John Adams, An Inaccurate Version of Actuality
This morning’s Globe, page F1, brought Alex Beam’s column in which he shares some of my questions about this mini-series. In fact he says “I don’t trust the work any more” and calls McCullough’s work “feel-good history”.
Beam directs us to Boston1775.blogspot.com as a source for uncovering specific historical inaccuracies in the series, inaccuracies that can be shown because the TV show goes directly against what Adams recorded in his own diaries and in his autobiography. Such as, he wasn’t there in the immediate aftermath of the Boston massacre - the episode that starts the TV series…. and so on….
There are a distressing number of these.
It’s the old struggle between conveying the spirit of history, making it ’sexy’ enough to interest us, and conveying the actuality. Like the boundaries of memoir and the novel, recently (and the whole new genre of fabricated-memoir) we find ourselves on a slippery slope. This is lofty territory, so here’s an example: I can appreciate uncle Arthur’s hilarious rendition of what happened at Ben’s wedding. I was there. And I enjoy Arthur’s account far more than I enjoy my vaguely pleasant memory of what happened, aided with photos, first person accounts from those I trust, and so on. But Arthur’s fictional version makes me laugh! Fortunately I know the difference between fact and fun. Most people watching ‘John Adams’ will not be in that situation. Many will accept as true what is merely ‘feel-good’.
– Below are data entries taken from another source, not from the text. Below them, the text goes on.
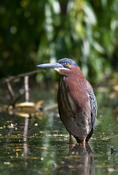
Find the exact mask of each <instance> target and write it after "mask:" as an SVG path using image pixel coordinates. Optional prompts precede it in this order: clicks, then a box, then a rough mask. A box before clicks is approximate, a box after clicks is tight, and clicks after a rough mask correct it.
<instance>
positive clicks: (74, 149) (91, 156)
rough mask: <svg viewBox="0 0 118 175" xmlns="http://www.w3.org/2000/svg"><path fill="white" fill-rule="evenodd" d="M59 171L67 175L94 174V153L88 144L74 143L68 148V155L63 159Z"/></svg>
mask: <svg viewBox="0 0 118 175" xmlns="http://www.w3.org/2000/svg"><path fill="white" fill-rule="evenodd" d="M59 172H60V173H62V174H66V173H67V172H68V175H71V174H73V175H74V174H76V175H95V165H94V155H93V153H92V150H91V148H90V146H89V145H88V144H87V145H86V147H83V146H82V145H80V144H79V145H78V144H76V145H75V146H74V147H73V148H71V149H70V150H69V156H68V157H67V159H65V160H64V163H63V165H62V166H61V167H60V168H59Z"/></svg>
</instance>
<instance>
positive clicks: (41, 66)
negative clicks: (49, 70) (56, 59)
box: [37, 63, 63, 69]
mask: <svg viewBox="0 0 118 175" xmlns="http://www.w3.org/2000/svg"><path fill="white" fill-rule="evenodd" d="M37 67H41V68H53V69H59V68H63V66H62V65H61V64H59V63H46V64H38V65H37Z"/></svg>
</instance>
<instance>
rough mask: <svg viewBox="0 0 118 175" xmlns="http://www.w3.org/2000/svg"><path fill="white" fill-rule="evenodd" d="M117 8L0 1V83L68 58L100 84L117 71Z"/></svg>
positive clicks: (94, 4) (106, 0) (117, 44)
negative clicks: (4, 79) (56, 60)
mask: <svg viewBox="0 0 118 175" xmlns="http://www.w3.org/2000/svg"><path fill="white" fill-rule="evenodd" d="M117 7H118V1H114V0H110V1H108V0H101V1H98V0H97V1H95V0H89V1H88V0H47V1H44V0H36V1H31V0H19V1H17V0H13V1H12V3H11V2H10V1H8V0H5V1H1V2H0V21H1V23H0V28H1V34H0V45H1V48H0V50H1V52H0V75H1V77H3V76H6V75H10V74H18V73H21V72H24V71H30V70H32V69H35V65H36V64H37V63H43V62H47V61H53V60H54V61H56V59H59V58H63V57H70V58H73V59H75V60H76V61H77V62H78V64H79V65H80V66H81V69H82V71H83V73H84V74H85V75H86V76H88V77H89V78H90V80H91V81H93V82H100V81H102V80H103V79H104V77H106V76H108V75H109V74H110V73H111V71H112V69H113V68H117V67H118V54H117V48H118V44H117V43H118V42H117V41H118V35H117V31H118V19H117V16H118V10H117ZM4 63H7V64H6V65H5V66H4ZM21 68H22V69H21ZM48 76H49V75H48ZM37 79H39V78H37ZM41 79H42V78H41Z"/></svg>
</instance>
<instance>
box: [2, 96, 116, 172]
mask: <svg viewBox="0 0 118 175" xmlns="http://www.w3.org/2000/svg"><path fill="white" fill-rule="evenodd" d="M98 100H100V98H99V94H98ZM97 118H98V120H97V122H96V128H95V131H94V134H93V136H92V138H91V140H90V141H89V145H87V147H86V148H82V147H81V146H78V145H76V141H75V140H74V145H73V148H69V144H68V133H67V131H66V130H65V128H64V126H63V124H62V122H61V121H60V118H59V115H58V112H57V109H56V110H53V111H50V112H44V114H43V115H41V116H40V115H39V116H38V117H35V116H34V117H30V118H28V119H27V118H22V117H19V116H16V115H8V114H7V113H5V112H4V113H3V112H1V113H0V174H1V175H9V174H12V175H13V174H18V175H20V174H25V175H27V174H28V175H30V174H35V175H37V174H41V175H42V174H43V175H52V174H53V175H60V174H61V175H67V174H68V175H74V174H76V175H77V174H78V175H104V174H110V175H116V174H118V109H117V107H115V108H114V107H111V108H110V107H109V106H107V105H100V107H99V111H98V117H97ZM27 123H28V125H27Z"/></svg>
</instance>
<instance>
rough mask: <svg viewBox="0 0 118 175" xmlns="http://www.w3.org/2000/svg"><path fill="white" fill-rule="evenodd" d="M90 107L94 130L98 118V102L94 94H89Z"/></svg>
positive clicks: (92, 123) (91, 116) (89, 93)
mask: <svg viewBox="0 0 118 175" xmlns="http://www.w3.org/2000/svg"><path fill="white" fill-rule="evenodd" d="M89 99H90V106H91V122H92V127H93V128H94V125H95V120H96V116H97V101H96V97H95V94H94V92H91V93H89Z"/></svg>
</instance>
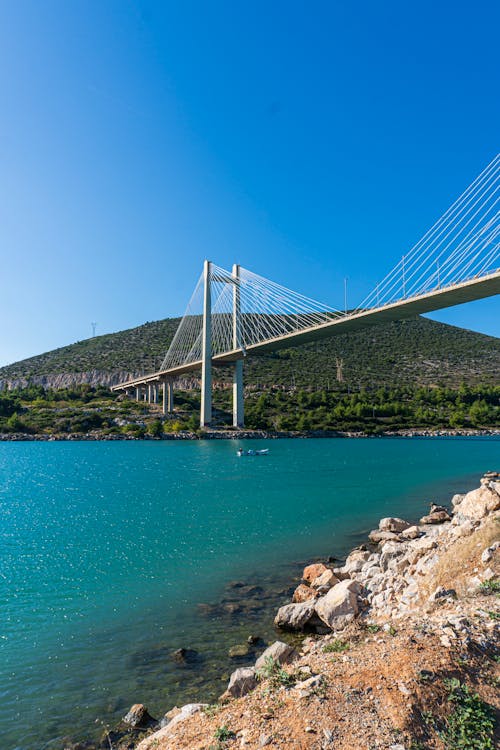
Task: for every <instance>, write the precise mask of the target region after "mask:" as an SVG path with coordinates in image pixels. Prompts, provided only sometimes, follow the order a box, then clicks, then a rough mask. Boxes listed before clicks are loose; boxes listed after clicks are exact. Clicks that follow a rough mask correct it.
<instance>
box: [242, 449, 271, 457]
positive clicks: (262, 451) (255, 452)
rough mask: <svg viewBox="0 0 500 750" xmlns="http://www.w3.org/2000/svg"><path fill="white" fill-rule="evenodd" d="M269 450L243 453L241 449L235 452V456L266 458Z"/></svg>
mask: <svg viewBox="0 0 500 750" xmlns="http://www.w3.org/2000/svg"><path fill="white" fill-rule="evenodd" d="M268 453H269V448H261V449H260V450H257V451H254V450H252V449H250V450H248V451H244V450H243V448H238V450H237V451H236V455H237V456H267V454H268Z"/></svg>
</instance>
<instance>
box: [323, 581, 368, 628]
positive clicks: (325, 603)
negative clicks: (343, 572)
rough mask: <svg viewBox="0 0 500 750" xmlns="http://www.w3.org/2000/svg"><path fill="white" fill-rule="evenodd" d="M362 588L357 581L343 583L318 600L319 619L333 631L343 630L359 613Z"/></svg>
mask: <svg viewBox="0 0 500 750" xmlns="http://www.w3.org/2000/svg"><path fill="white" fill-rule="evenodd" d="M360 591H361V586H360V585H359V583H357V582H356V581H341V582H340V583H337V585H336V586H334V587H333V588H332V589H330V591H329V592H328V593H327V594H326V595H325V596H322V597H320V598H319V599H317V600H316V603H315V610H316V614H317V615H318V617H319V618H320V619H321V620H322V622H324V623H325V625H328V627H329V628H331V629H332V630H342V629H343V628H345V627H346V625H348V624H349V623H350V622H352V620H354V618H355V617H356V615H357V614H358V612H359V605H358V598H357V596H356V594H358V593H360Z"/></svg>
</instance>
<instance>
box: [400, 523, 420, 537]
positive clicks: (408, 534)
mask: <svg viewBox="0 0 500 750" xmlns="http://www.w3.org/2000/svg"><path fill="white" fill-rule="evenodd" d="M423 533H424V532H423V531H420V529H419V528H418V526H409V527H408V528H407V529H405V530H404V531H402V532H401V536H402V537H404V539H418V538H419V537H420V536H422V534H423Z"/></svg>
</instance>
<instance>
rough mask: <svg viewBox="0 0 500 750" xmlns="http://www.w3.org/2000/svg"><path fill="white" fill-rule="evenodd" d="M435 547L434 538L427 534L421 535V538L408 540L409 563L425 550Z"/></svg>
mask: <svg viewBox="0 0 500 750" xmlns="http://www.w3.org/2000/svg"><path fill="white" fill-rule="evenodd" d="M436 547H437V542H436V540H435V539H432V538H431V537H429V536H423V537H422V538H421V539H413V540H412V541H411V542H408V552H407V556H408V560H409V561H410V564H411V565H414V564H415V563H416V562H417V560H418V559H419V558H421V557H422V556H423V555H425V553H426V552H429V550H431V549H435V548H436Z"/></svg>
What’s wrong with that, one may say? No one’s hurt by it.
So here’s a not very feel-good ‘fact’ for you about the American revolution from an Englishman. It may shock your preconceptions.
Britain finally surrendered to ‘the Colonies’ because they found the war too expensive. India was much more profitable, after all, and one could actually rely on native troops there, for the most part. Little was required in the way of occupying troops. King George got out of America because it didn’t pay and it cost too many lives too far from home. He foresaw decades of internecine strife ahead. He was right. The US blundered towards the hell of a civil war, although it took a while to get there, but the seeds of that war were already thriving in 1775. One might say the British got out just in time. They may have been sad to go, but politically it was a very wise choice. America didn’t ‘win’ the Revolutionary War, it simply set the stage for an even more ghastly time of bloodshed between 1860 and 1865. The British used that as an opportunity to get very wealthy selling weapons to the North (mostly) and were very happy about that role.
This is a point of view that will certainly have some people I know re-thinking their ‘history’.
Somehow this all reminds me of Iraq. Expensive war, far away, huge expense, civil unrest certain for decades ahead. But that’s another issue.
So here’s a plea to the makers of multi-million dollar mini-series events that are wildly popular and significantly inaccurate: Don’t do it. Don’t give us this sugar-coated confection, this cup-of-tea-by-the-fire on a cozy Sunday afternoon pap. By doing things as you are you are perverting history for your own gain, rendering us all dumber. That is not a kind, nor a loving, thing to do.